20. A computer non-volatile readable storage medium, wherein the computer non-volatile readable storage medium stores a computer program that, when executed by a processor, implements steps of a metadata load balancing method comprising:

acquiring metadata load pressure information corresponding to respective metadata services in a distributed file storage cluster;

determining a metadata migration time, target metadata services scheduled for metadata migration, and a quantity of to-be-migrated metadata between the target metadata services according to the metadata load pressure information;

acquiring migration parameters corresponding to respective sub-tree partitions in the target metadata services and a workload input/output (I/O) mode of the distributed file storage cluster through load analysis components deployed in the metadata services;

when determining that the workload I/O mode is metadata intensive I/O, determining exporter sub-tree partitions and importer sub-tree partitions according to the migration parameters through sub-tree selection components deployed in the metadata services; and

migrating metadata in the quantity of to-be-migrated metadata from the exporter sub-tree partitions to the importer sub-tree partitions when the metadata migration time arrives.

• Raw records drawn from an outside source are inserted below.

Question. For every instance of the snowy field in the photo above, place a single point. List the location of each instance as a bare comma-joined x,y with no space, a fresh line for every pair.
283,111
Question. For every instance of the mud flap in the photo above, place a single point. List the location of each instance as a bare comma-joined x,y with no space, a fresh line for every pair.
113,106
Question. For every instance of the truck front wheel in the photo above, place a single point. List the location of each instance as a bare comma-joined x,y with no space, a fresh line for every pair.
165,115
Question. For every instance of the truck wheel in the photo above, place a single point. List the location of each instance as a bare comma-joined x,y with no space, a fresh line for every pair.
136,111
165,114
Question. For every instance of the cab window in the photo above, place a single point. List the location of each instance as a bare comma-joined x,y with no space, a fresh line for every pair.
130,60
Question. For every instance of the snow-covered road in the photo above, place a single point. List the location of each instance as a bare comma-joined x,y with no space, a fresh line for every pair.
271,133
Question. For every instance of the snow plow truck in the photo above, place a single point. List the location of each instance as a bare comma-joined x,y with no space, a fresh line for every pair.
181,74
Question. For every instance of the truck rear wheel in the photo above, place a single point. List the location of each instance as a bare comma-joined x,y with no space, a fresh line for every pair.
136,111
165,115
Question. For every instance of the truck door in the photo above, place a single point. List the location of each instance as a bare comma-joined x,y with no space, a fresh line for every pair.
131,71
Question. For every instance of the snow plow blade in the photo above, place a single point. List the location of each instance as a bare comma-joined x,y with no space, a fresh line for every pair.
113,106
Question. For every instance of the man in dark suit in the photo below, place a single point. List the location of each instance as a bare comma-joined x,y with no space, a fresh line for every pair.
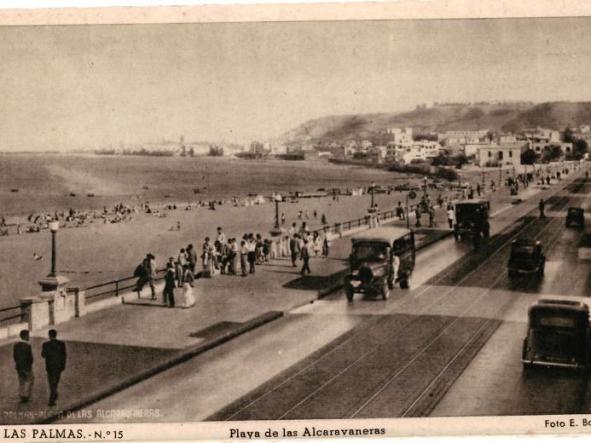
23,359
54,353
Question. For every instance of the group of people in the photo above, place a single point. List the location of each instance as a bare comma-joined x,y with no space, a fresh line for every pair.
53,352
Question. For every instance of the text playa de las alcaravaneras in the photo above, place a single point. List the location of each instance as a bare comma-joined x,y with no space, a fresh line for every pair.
308,431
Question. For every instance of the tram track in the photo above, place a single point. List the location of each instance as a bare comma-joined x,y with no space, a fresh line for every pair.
435,386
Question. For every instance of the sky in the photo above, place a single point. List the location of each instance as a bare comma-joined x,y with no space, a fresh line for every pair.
68,87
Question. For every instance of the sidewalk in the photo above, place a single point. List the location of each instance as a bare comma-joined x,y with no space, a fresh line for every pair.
111,349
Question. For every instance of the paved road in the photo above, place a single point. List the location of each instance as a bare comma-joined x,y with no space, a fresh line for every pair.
448,345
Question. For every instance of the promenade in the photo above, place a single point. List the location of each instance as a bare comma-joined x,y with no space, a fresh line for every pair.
117,347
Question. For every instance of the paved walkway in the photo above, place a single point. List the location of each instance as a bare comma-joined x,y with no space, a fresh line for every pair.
114,348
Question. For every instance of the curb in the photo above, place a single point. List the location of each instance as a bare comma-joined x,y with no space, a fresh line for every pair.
166,364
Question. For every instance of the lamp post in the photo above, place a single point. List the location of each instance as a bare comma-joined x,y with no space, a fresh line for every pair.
53,281
371,191
53,227
276,231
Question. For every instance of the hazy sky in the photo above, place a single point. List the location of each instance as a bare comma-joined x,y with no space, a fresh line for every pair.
77,86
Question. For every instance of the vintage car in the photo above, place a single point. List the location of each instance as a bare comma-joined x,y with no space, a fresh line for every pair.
372,261
471,216
558,335
575,216
526,257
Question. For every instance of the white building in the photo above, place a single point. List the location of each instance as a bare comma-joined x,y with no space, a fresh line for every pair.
402,136
500,155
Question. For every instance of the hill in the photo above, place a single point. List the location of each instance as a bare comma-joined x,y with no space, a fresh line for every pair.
505,117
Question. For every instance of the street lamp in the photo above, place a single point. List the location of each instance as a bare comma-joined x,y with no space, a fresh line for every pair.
53,227
53,281
276,231
371,191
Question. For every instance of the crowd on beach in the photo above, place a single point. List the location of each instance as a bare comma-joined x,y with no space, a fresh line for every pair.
223,255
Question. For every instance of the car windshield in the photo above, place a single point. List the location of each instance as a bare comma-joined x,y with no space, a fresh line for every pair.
522,251
370,252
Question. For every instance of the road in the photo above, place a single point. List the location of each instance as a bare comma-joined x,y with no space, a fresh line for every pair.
450,346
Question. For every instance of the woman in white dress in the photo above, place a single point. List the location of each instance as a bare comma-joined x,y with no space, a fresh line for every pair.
188,297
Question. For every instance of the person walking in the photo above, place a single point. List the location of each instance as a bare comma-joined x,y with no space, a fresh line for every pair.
23,360
191,257
305,255
243,257
294,247
541,207
451,215
147,275
418,216
169,285
54,353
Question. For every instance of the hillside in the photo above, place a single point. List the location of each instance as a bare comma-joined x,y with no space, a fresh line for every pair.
506,117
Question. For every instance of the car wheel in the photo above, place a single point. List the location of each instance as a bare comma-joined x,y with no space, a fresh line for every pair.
349,292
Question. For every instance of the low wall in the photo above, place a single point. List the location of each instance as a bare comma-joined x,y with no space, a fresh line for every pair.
64,304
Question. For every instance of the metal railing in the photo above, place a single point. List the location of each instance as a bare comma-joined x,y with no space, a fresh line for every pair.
116,287
11,317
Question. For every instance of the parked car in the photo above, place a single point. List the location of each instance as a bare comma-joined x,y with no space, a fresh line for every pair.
526,258
471,216
557,335
372,261
575,216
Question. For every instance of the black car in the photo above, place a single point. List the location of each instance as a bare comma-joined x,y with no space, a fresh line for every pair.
471,217
558,335
575,216
526,258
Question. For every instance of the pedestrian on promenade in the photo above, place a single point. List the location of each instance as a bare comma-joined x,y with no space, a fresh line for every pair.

21. The metadata load balancing device according to claim 19, wherein the processor is further configured to implement a step of:

acquiring the metadata load pressure information corresponding to the respective metadata services through load monitors deployed in the metadata services of the distributed file storage cluster.

22. The metadata load balancing device according to claim 19, wherein the processor is further configured to implement a step of:

determining the metadata migration time, the target metadata services scheduled for metadata migration, and the quantity of to-be-migrated metadata between the target metadata services according to the metadata load pressure information through a metadata migration initiator set in a pre-selected metadata service.

23. The metadata load balancing device according to claim 19, wherein the processor is further configured to implement a step of:

collecting statistics on historical workloads corresponding to the respective sub-tree partitions through the load analysis components deployed in the metadata services;

determining metadata access differences of the sub-tree partitions according to the historical workloads; and

determining the migration parameters corresponding to the respective sub-tree partitions according to the metadata access differences.